Both are from Sri Lanka, and both are already well known in the country well beyond the Church sphere for their artistic achievements. Father Priyantha Silva is known as an outstanding painter. Already as an 18-year-old, he designed postage stamps for the national Post Office of Sri Lanka depicting Christian Christmas themes. And he has worked on a number of chapels within the Archdiocese in Colombo. Now he is studying art in Rome, at the request of Cardinal Ranjith. No less highly regarded is Father Samantha Perera, who is known above all for his sculptures and who is currently studying art in Florence, where he also ministers in a Catholic parish.
(Father Priyantha Silva)
Pope Benedict XVI has more than once emphasised the importance of art for the Church. Among other things he pointed out during an audience in August 2011 that “Art is able to manifest and make visible the human need to surpass the visible, it expresses the thirst and the quest for the infinite. Indeed it resembles a door open onto the infinite, onto a beauty and a truth that go beyond the daily routine.”
Cardinal Ranjith says something similar: to the effect that works of art can actually instruct people in the Faith. Even children can be taught important ideas through this means. The archbishop's idea is that the planned school of art in the Sri Lankan capital should above all promote traditional Sri Lankan artistic forms and concepts, since for many people the approach from within their own cultural context is particularly appealing.
(A section of Fr. Priyantha Silva’s painting, taken from the chapel in the Archbishops house in Colombo)
Under its Constitution there is officially freedom of religion in Sri Lanka. However, Buddhism, to which nearly 3/4 of the population belongs, is accorded a special status, and it is seen as the duty of the State to promote it. The numbers of Hindus, Christians and Muslims are fewer, ranging somewhere between 6 and 8%. The total number of Sri Lankan Catholics, divided between the Archdiocese of Colombo and a further 10 dioceses, comes to somewhere around 1.4 million.
ACN has been supporting pastoral projects in many of the dioceses of the country for decades now. These include among other things another art project, involving the installation of 40 bronze plaques in the Cathedral of Colombo, documenting the history of Christianity in Sri Lanka.
Directly under the Holy See, Aid to the Church in Need supports the faithful wherever they are persecuted, oppressed or in pastoral need. ACN is a Catholic charity – helping to bring Christ to the world through prayer, information and action.

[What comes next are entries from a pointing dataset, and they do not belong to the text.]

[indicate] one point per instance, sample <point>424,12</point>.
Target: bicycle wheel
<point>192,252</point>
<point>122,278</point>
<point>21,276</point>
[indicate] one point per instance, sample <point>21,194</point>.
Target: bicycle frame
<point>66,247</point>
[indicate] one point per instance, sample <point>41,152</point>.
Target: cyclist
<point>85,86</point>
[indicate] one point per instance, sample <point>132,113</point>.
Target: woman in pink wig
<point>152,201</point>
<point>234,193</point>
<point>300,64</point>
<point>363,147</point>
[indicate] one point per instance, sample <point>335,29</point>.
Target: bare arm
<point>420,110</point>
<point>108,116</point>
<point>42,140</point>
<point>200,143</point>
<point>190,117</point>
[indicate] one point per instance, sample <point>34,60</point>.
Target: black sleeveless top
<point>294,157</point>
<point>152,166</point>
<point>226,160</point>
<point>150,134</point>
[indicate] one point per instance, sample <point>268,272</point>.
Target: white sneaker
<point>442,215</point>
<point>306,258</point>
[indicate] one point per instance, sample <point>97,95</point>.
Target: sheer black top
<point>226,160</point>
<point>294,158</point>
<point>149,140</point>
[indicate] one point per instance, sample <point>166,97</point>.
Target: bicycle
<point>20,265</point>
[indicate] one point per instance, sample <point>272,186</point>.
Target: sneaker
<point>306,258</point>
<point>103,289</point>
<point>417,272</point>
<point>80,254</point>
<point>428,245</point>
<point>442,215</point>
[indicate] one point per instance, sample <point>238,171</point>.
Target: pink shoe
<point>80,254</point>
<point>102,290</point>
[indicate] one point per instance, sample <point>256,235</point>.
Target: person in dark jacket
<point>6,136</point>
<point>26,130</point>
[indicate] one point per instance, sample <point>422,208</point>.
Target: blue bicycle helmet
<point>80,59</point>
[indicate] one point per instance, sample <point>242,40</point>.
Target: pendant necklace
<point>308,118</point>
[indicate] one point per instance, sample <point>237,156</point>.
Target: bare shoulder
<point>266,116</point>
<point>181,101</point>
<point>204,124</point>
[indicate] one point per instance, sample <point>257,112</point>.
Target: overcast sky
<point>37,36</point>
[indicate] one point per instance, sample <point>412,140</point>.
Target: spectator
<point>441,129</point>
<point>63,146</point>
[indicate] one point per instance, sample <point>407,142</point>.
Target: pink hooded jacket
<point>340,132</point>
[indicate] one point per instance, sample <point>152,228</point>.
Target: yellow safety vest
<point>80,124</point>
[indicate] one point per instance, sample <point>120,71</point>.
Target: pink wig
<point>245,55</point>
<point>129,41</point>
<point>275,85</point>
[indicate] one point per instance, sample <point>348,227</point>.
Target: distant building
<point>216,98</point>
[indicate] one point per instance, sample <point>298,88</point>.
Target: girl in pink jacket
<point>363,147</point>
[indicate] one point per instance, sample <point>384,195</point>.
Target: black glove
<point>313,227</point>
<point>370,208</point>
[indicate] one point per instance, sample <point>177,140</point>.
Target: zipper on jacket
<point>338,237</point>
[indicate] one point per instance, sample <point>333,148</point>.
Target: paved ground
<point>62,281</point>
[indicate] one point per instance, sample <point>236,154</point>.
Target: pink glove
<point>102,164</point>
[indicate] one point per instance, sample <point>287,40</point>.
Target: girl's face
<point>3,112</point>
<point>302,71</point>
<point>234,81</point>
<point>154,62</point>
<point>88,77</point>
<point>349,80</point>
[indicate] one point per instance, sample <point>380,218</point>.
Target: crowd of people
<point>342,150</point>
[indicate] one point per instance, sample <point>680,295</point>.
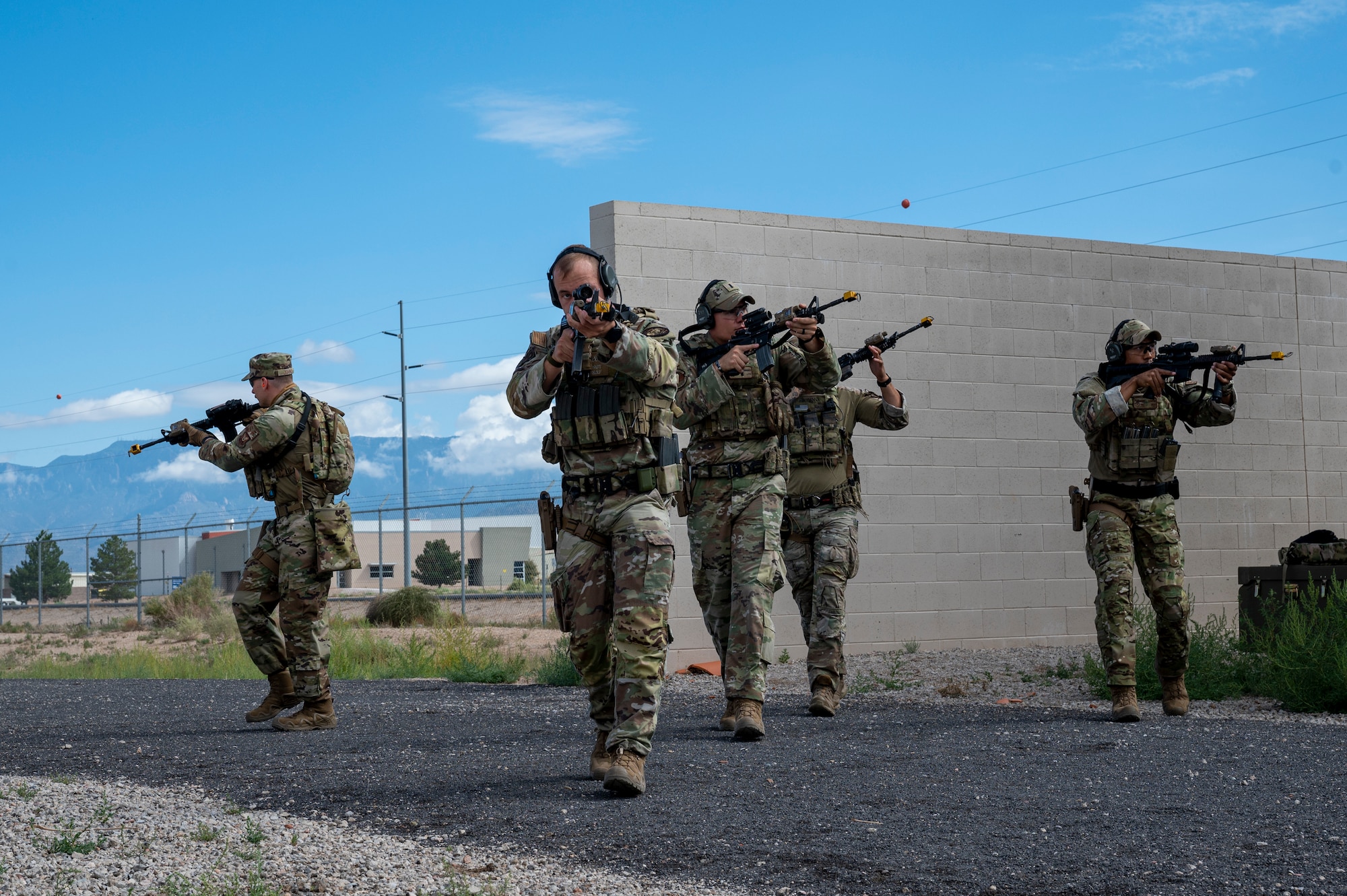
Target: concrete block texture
<point>966,540</point>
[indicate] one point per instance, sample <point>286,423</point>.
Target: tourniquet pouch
<point>335,536</point>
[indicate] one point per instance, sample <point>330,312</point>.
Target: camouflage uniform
<point>737,491</point>
<point>284,571</point>
<point>616,552</point>
<point>822,517</point>
<point>1143,530</point>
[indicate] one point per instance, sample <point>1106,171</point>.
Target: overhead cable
<point>1147,183</point>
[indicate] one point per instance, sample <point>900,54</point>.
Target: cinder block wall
<point>968,539</point>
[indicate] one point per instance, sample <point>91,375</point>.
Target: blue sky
<point>185,184</point>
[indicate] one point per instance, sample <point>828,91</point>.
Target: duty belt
<point>841,497</point>
<point>1136,491</point>
<point>729,471</point>
<point>304,504</point>
<point>603,483</point>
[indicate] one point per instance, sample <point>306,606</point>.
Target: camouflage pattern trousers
<point>616,603</point>
<point>1147,537</point>
<point>281,574</point>
<point>735,528</point>
<point>821,556</point>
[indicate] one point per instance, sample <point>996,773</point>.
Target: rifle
<point>593,304</point>
<point>760,326</point>
<point>1183,358</point>
<point>224,417</point>
<point>882,341</point>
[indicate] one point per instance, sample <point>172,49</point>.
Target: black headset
<point>704,314</point>
<point>1113,351</point>
<point>607,275</point>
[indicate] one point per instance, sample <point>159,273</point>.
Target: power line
<point>1286,214</point>
<point>1105,155</point>
<point>1291,252</point>
<point>1147,183</point>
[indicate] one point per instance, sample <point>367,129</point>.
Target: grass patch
<point>556,666</point>
<point>1301,657</point>
<point>405,607</point>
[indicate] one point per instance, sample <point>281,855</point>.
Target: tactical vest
<point>756,409</point>
<point>818,438</point>
<point>321,462</point>
<point>607,409</point>
<point>1140,444</point>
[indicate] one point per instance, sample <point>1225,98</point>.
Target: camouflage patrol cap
<point>1136,333</point>
<point>270,365</point>
<point>723,295</point>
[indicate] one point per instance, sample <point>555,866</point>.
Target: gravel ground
<point>905,792</point>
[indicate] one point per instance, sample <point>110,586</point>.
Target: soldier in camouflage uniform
<point>822,516</point>
<point>614,438</point>
<point>278,451</point>
<point>737,415</point>
<point>1131,518</point>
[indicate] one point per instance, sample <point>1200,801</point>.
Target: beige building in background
<point>968,540</point>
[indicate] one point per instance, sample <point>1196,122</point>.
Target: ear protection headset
<point>1113,351</point>
<point>607,276</point>
<point>704,314</point>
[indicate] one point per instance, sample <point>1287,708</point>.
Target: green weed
<point>556,666</point>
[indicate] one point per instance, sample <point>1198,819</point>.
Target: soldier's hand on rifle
<point>803,329</point>
<point>1152,380</point>
<point>588,326</point>
<point>736,358</point>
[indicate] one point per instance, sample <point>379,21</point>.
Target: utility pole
<point>402,368</point>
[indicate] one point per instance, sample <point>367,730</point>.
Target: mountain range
<point>73,493</point>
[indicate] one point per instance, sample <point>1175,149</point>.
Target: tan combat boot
<point>627,776</point>
<point>748,719</point>
<point>1125,703</point>
<point>1175,699</point>
<point>600,758</point>
<point>728,716</point>
<point>825,701</point>
<point>281,699</point>
<point>316,715</point>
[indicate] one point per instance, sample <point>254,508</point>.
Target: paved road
<point>884,798</point>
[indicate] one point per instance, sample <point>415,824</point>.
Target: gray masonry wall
<point>968,539</point>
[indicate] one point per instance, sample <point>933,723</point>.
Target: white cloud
<point>1217,78</point>
<point>185,467</point>
<point>133,403</point>
<point>325,351</point>
<point>476,377</point>
<point>372,469</point>
<point>556,129</point>
<point>490,439</point>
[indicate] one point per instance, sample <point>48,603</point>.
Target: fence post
<point>138,570</point>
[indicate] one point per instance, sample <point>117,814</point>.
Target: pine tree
<point>56,572</point>
<point>114,571</point>
<point>437,564</point>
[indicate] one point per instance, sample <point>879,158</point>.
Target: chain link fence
<point>488,549</point>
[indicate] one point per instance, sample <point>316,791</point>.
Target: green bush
<point>405,607</point>
<point>1217,669</point>
<point>1301,656</point>
<point>556,666</point>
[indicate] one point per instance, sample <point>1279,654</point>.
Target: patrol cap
<point>270,365</point>
<point>1136,333</point>
<point>723,295</point>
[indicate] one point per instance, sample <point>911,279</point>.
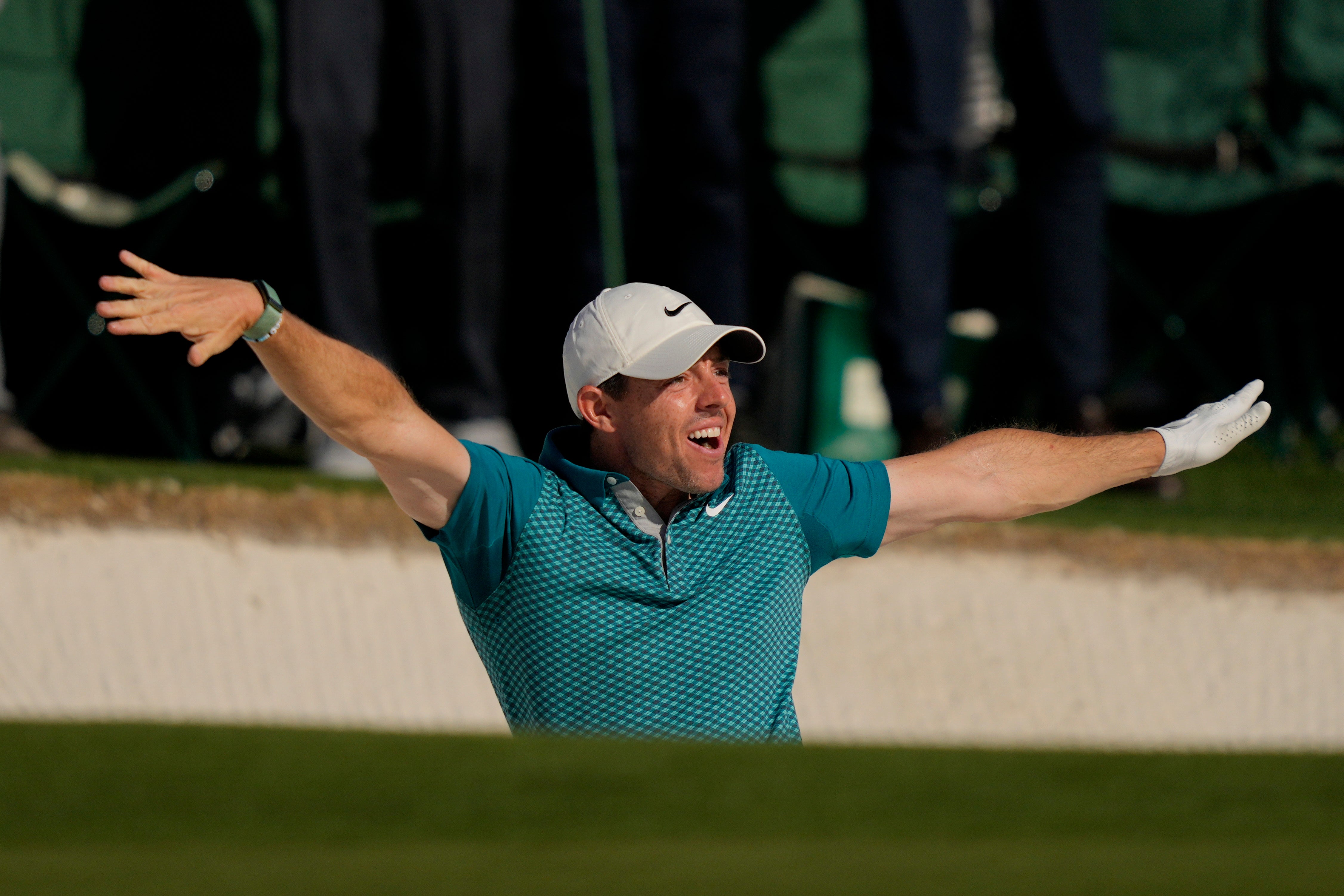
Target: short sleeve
<point>842,506</point>
<point>482,535</point>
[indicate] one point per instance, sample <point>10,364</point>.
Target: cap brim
<point>679,353</point>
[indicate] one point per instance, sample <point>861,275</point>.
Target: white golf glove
<point>1212,430</point>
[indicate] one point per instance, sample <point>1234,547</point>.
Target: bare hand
<point>208,311</point>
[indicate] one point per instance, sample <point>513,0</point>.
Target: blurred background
<point>230,664</point>
<point>1084,215</point>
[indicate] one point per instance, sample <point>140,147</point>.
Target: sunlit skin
<point>646,434</point>
<point>996,475</point>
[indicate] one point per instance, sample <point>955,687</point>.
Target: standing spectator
<point>334,53</point>
<point>677,80</point>
<point>15,437</point>
<point>1050,52</point>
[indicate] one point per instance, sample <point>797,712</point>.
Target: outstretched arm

The charity undertakes thousands of projects every year including providing transport for clergy and lay Church workers, construction of church buildings, funding for priests and nuns and help to train seminarians. Since the initiative’s launch in 1979, Aid to the Church in Need’s Child’s Bible – God Speaks to his Children has been translated into 162 languages and 48 million copies have been distributed all over the world.